Close your eyes, and think of a beach. Apparently, you can likely see the sand, the sea, the sky, the seagulls, the people, as though you were there, or close to it. That's your visual imagination working. Your mind's eye is not blind.
I found out that aphantasia is a 'thing' about a year ago, whilst listening to a podcast from the wonderful Robert and Joe of Stuff To Blow Your Mind. You can listen to it online. Ever since, I've been reaching out to people to attempt to understand how it affects them; does it affect others as it does me? I've discovered that aphies are a wonderful community. We're all so different, but we're linked by mind-blindness, and the ways we've learned to get by without being able to visualise.

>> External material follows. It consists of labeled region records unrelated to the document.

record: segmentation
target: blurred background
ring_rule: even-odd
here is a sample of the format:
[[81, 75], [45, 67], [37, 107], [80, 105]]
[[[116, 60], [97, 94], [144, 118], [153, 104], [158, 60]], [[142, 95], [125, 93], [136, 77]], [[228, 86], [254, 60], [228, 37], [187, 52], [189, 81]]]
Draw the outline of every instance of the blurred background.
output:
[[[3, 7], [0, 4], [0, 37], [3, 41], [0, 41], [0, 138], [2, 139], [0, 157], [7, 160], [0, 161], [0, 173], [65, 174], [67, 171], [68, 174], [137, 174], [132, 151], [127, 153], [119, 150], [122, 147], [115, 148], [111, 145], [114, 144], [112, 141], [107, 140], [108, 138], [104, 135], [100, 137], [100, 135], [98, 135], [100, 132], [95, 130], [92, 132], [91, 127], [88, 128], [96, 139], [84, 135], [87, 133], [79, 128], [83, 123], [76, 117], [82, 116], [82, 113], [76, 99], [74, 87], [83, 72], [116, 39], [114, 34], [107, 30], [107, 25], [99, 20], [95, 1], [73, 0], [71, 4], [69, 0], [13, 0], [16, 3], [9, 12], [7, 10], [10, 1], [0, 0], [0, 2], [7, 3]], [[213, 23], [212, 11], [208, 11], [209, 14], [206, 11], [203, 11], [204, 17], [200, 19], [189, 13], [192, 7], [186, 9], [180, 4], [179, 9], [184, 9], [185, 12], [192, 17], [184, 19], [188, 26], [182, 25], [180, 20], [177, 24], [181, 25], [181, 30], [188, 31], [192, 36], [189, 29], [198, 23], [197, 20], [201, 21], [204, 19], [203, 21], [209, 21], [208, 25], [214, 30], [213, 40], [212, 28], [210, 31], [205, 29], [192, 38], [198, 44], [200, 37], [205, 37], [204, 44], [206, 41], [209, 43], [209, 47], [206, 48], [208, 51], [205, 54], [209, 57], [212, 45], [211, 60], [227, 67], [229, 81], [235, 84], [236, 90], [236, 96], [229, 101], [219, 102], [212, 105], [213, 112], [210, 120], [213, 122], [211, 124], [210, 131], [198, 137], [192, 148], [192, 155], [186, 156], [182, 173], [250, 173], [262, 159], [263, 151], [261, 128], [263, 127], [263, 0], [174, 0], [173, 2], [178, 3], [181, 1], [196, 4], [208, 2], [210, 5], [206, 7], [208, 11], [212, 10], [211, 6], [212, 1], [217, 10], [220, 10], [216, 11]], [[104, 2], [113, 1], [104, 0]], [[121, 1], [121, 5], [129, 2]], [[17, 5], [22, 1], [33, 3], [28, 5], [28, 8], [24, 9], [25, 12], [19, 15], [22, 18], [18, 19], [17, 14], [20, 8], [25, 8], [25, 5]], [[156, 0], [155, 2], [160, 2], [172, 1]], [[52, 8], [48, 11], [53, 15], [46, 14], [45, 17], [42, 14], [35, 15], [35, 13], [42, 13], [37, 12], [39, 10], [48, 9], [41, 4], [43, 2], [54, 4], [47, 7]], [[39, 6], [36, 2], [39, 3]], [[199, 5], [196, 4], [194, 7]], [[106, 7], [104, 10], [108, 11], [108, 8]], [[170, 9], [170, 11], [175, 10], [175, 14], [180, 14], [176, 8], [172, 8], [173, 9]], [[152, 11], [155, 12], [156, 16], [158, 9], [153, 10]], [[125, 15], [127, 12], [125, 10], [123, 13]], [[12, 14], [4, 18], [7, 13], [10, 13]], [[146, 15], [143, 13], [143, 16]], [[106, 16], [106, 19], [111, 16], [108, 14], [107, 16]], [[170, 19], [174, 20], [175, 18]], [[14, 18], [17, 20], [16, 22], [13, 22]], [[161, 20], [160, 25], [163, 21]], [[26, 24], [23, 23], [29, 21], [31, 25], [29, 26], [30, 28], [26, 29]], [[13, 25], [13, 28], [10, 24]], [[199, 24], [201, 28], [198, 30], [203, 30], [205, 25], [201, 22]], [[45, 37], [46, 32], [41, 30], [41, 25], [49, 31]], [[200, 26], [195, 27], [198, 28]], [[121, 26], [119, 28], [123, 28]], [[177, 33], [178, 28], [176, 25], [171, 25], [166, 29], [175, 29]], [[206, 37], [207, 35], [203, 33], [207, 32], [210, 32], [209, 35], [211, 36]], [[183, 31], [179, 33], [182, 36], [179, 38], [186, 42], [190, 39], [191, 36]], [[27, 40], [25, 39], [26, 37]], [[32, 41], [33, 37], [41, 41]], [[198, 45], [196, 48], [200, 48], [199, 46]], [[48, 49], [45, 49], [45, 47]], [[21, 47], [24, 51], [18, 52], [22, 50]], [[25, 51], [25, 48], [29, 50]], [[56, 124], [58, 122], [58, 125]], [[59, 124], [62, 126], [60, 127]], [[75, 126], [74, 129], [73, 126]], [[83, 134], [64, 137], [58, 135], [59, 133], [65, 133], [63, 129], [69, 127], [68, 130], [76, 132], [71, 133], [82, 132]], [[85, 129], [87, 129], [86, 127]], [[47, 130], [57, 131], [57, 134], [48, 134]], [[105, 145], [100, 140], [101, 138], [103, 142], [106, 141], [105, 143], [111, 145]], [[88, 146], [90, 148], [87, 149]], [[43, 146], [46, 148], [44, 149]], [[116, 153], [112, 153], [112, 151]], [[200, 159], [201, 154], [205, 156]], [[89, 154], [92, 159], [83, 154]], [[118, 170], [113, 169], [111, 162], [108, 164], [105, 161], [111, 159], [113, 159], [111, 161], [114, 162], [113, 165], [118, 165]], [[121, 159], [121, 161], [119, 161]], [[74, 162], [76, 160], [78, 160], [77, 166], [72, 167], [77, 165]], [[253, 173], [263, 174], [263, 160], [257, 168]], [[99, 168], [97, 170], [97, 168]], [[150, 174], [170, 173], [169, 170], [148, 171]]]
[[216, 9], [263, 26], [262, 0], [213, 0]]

There's been little research on this mental quirk, despite first being described in 1880 by Francis Galton; Galton has been commemorated in the aphie community with Aphantasia Awareness Day – August 18th, or 18/08. The next step didn't come until a man known as MX reached out to Professor Adam Zeman in 2005. That's when the term aphantasia was coined - 'a' meaning 'no' or 'without', and phantasia meaning “the process by which all images are presented to us'. Most aphants don't think of it as a disorder; we're just a bit different.
The Mind-Blind Poet
Lately I've been wondering how I can be both mind-blind and a poet. Being a poet is largely about being able to conjure up imagery for your reader, but I don't do that. I've come to realise that because I think mainly in narratives and word – for example, I could describe my face to you even though I can't picture it – I am well-practiced at filling in those gaps with language alone. Before I sat down to write this post, I read back through a few poems and realised I very rarely use settings or scenes for my work. The majority of my poetry is about feelings and thoughts and words; when I do use imagery it's never with a picture in mind. The closest I can get is to try to empathise with people's reactions - “how would I feel if I could see this?”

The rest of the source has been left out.